Oysa o kul, rahmetine göz diken biri gibi inlemekte, tevhit ehlinin diliyle seni çağırmakta ve Rububiyet makamını vasıta ederek sana yakarmaktadır.
O Müslüman kulun, daha önceleri de kendisine gösterdiğin merhametini yine umduğu halde, nasıl azapta kalabilir?
Ya da senin ihsan ve merhametini ümit ettiği halde ateş nasıl onu incitebilir?
Yahut Sen onun sesini işittiğin ve durumunu gördüğün halde ateş nasıl onu yakabilir?
Ya da, Sen onun zaaf ve güçsüzlüğünü bildiğin halde cehennemin alevleri onu nasıl kuşatabilir?
Ya da Sen onun sadakat ve doğruluğunu bildiğin halde, cehennemin tabakaları arasında nasıl kıvranıp durur?
Yahut, o, seni "Ey Rabbim" diye çağırırken, cehennemin azap melekleri (zebanileri) nasıl ona eziyet edebilir?
Ya da cehennemden kurtulmak için senin lütuf ve keremini dilediği halde onu nasıl orada bırakırsın?
Sen münezzehsin, hakkında bunlar düşünülemez; senin fazlınla ilgili bilinenler bunlar değildir; ve bunlar senin muvahhit insanlara yaptığın ihsan ve iyiliklere benzeyen şeyler de değildir.
Ben kesinlikle biliyorum ki, eğer Seni inkar edenlerin azabına hükmetmeseydin ve düşmanlarını ebedi azaba duçar etmeyi kararlaştırmasaydın, ateşi tamamıyla soğuk ve selametli kılardın da oraya hiç kimse girmezdi.
Ama Sen, isimleri mukaddes olan!

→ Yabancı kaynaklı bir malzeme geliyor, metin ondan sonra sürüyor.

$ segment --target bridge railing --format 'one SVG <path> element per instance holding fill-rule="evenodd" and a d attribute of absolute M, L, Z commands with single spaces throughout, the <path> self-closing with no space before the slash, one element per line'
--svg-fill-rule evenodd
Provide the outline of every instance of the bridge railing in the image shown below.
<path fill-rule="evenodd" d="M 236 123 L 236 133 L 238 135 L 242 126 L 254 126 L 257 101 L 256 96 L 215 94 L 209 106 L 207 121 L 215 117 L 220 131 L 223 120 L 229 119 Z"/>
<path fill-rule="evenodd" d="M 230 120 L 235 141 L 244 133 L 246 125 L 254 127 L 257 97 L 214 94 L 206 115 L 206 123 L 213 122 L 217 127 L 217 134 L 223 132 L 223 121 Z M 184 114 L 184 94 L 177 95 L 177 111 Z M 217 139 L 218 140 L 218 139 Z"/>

Cehennemi, insanların ve cinlerin kafirleriyle doldurmaya ve inatçı kafirleri orada ebedi olarak tutmaya yemin ettin.
Ve Sen, (ey) Medhi Yüce Olan! Başından beri söylüyorsun ve sürekli olarak nimet verip kerem ve ihsanda bulunup buyuruyorsun ki: "Mümin olan bir kimse, fasık olan kimseyle bir olur mu? Hayır, onlar aynı olmazlar."
Kendisiyle her şeyi takdir ettiğin kudretinin hürmetine,
hükmünle kesinleştirdiğin her şeye galip gelen kaza ve kaderinin hürmetine,
Bu gecede ve bu saatte işlediğim bütün suçları ve günahları, gizlediğim bütün kötülükleri affet.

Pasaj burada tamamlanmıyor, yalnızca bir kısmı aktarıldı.